China is angry about the investigation launched against the country by the European Union, as subsidies for the production of electric cars are disproportionate, allowing the country to maintain a sales price below the market price. Faced with what they see as unfair competition, Europe is considering the possibility of increasing tax rates for countries that export their cars from abroad. The eastern country calls these intentions protectionist.
China’s Director General for European Affairs, Wang Lutong, has now used his profile on the social network Twitter branded as “protectionist”. Europe’s maneuvers. In his words, he refers to the announced investigation, as it is assumed that the country is engaging in unfair competition.
According to the European Union, it would be China Subsidizing the production of electric buses This happens uncontrollably and excessively, resulting in their “zero emissions” models being priced below the rest of the market. They believe it is a potentially fraudulent practice, which is why they will be targeting them during the 13 months the investigation continues.

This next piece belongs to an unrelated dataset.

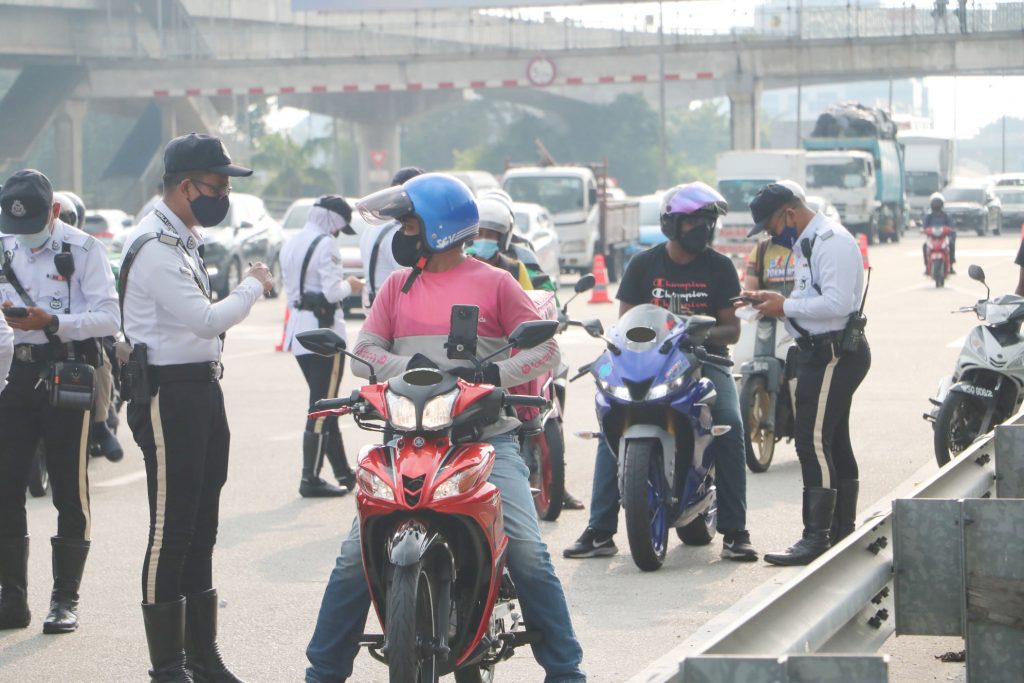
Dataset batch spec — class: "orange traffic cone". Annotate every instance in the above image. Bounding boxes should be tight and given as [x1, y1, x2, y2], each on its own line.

Europe is, among other things, proposing a solution to the problem Enforcing a higher export rate to countries outside the European alliance, so that the final price of Chinese electric vehicles is equalized and the price differences with European brands are reduced.
Wang Lutong strongly attacked this decision and has shared various information that, according to the Chinese official, explains why the price of its zero-emission cars is lower, which Wang believes has nothing to do with more excessive subsidies than those provided by various European countries.
“The investigation is a protectionist act that will seriously disrupt and distort the global automotive industry and supply chain and negatively impact China-EU economic and trade relations,” the official said.